Olivia war sich sicher, dass sie ihr die Fakten gerade deutlich vermittelt hatte und dass die Telefonverbindung kristallklar war. Sie hatte nur Schwierigkeiten, alles zu verarbeiten.

„Mein eigenes Weinlabel“, wiederholte sie, nur für alle Fälle.

„Ich kann das nicht glauben“, flüsterte ihre Mutter. „Olivia, das ist doch Irrsinn.“ Als sie fortfuhr, klang sie zunehmend misstrauisch. „Hast du etwa falschen Umgang? Hat man dich einer Gehirnwäsche unterzogen, oder bist du von einer Sekte gekidnappt worden, die mit deinem Geld ihre Machenschaften finanziert? Wenn du Hilfe brauchst, mein Engel, dann sag nur das Wort – das Wort – lass mich kurz überlegen, welches Wort man unauffällig in ein Gespräch einbauen kann. Das Wort ‚Wasser‘ wird reichen! Benutze es ganz deutlich in deiner Antwort an mich, und ich werde sofort die Behörden verständigen.“

Olivia erreichte den Fuß der Treppe.

„Können wir los?“, fragte Charlotte, die sich von ihrem Schneidersitz auf der Veranda hochrappelte.
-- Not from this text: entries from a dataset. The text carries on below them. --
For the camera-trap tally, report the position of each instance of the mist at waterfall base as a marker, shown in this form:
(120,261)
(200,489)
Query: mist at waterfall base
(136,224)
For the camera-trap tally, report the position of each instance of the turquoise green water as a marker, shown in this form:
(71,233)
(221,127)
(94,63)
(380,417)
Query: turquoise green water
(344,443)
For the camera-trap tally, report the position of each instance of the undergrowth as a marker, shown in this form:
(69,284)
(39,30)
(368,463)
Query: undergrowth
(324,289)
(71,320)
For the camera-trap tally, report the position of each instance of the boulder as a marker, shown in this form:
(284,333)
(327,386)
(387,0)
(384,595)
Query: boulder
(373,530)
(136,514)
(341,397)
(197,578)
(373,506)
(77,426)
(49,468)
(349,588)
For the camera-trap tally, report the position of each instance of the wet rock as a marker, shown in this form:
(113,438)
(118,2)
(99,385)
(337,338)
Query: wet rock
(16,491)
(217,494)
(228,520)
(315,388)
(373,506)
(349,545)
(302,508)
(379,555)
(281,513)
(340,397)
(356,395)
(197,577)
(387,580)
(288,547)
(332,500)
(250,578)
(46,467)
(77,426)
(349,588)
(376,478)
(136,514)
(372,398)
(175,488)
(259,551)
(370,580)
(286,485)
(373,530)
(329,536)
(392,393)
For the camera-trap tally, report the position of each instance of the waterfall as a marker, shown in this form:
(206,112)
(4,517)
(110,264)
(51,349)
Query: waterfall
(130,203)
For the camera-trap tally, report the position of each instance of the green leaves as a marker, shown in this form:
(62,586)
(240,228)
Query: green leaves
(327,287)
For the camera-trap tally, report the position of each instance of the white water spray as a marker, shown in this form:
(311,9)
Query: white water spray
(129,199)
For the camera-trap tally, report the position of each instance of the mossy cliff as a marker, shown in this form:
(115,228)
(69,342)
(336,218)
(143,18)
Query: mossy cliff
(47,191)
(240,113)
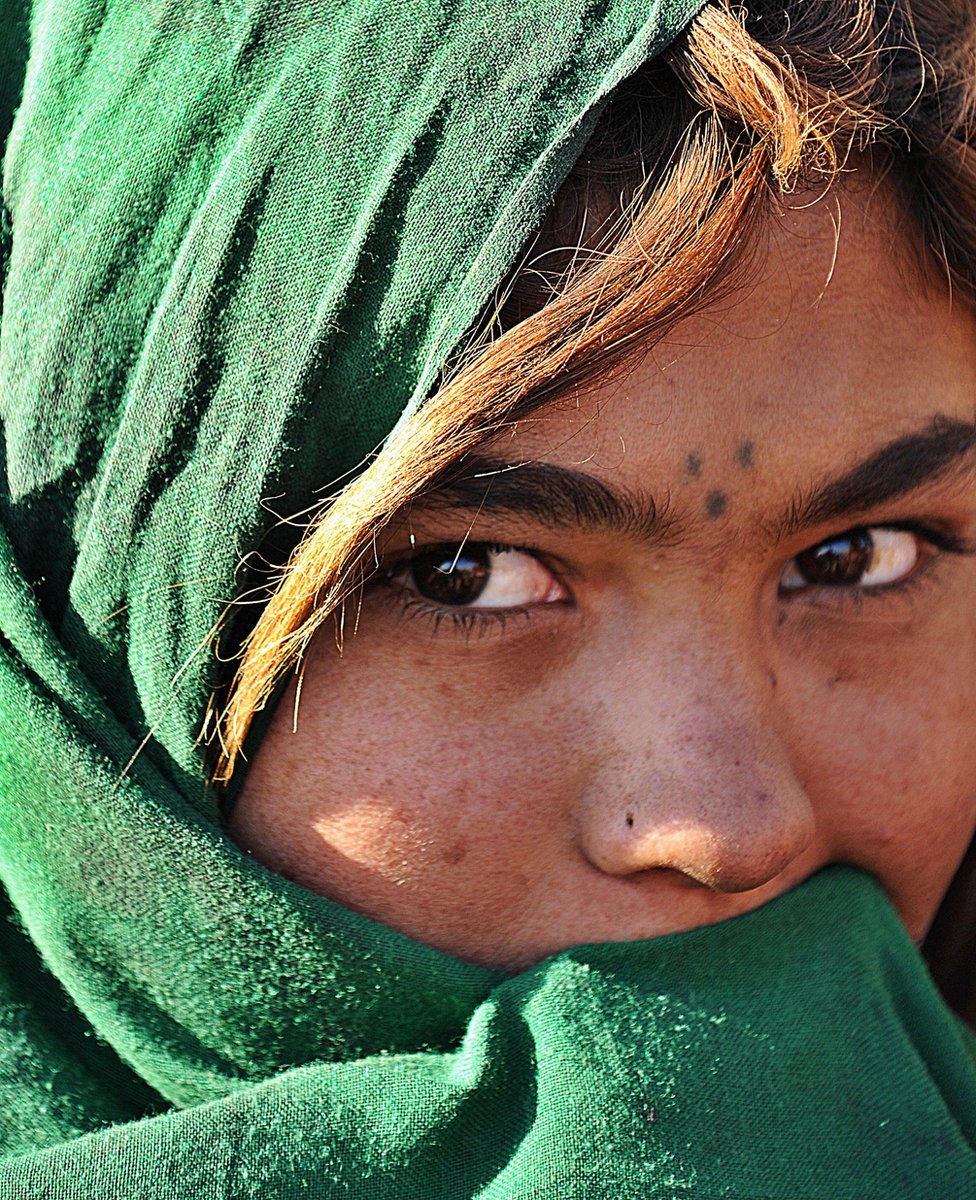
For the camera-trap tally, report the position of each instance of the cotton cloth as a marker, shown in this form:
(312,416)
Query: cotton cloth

„Ja“, antwortete Olivia ihrer Freundin schnell. Sie musste dieses nervige Gespräch endlich beenden und ihrer Mutter auf Widersehen sagen. Das Abendessen rief, und im Moment, nach diesem Tag, rief es besonders laut.

Olivia blickte hinab auf den frisch gepflanzten Weingarten.

„Oh, wir sollten die Gießkanne wegräumen. Die Samen brauchen erst mal kein Wasser mehr“, fügte sie schnell an Charlotte gerichtet hinzu, als sie den hellgrünen Farbfleck auf dem sandigen Beet bemerkte.

Olivias Mutter schrie auf.

„Das Codewort! Ich wusste es! Andrew, Olivia ist von einer Sekte einer Gehirnwäsche unterzogen worden, die sie gezwungen hat, eine Farm in der Toskana zu kaufen, die sie nun als Hauptquartier nutzt! Wir müssen dieses Telefonat sofort zurückverfolgen und ihr Hilfe verschaffen! Arbeitet das FBI auch in Italien?“

„Mum, mir geht’s gut!“, protestierte Olivia. „Ich muss los. Ich brauche keine Hilfe, und ich bin auch in keiner Sekte. Ich bin gerade auf dem Weg in ein Restaurant. Ich rufe dich morgen an. Hab dich lieb! Hab dich lieb, Dad! Alles ist gut! Versprochen!“

Sie hing auf und hoffte, dass ihre Worte überzeugend genug gewesen waren.

Sie traute es ihrer Mutter zu, das ganze FBI in die Toskana zu beordern, um Olivia von einer imaginären Sekte zu retten.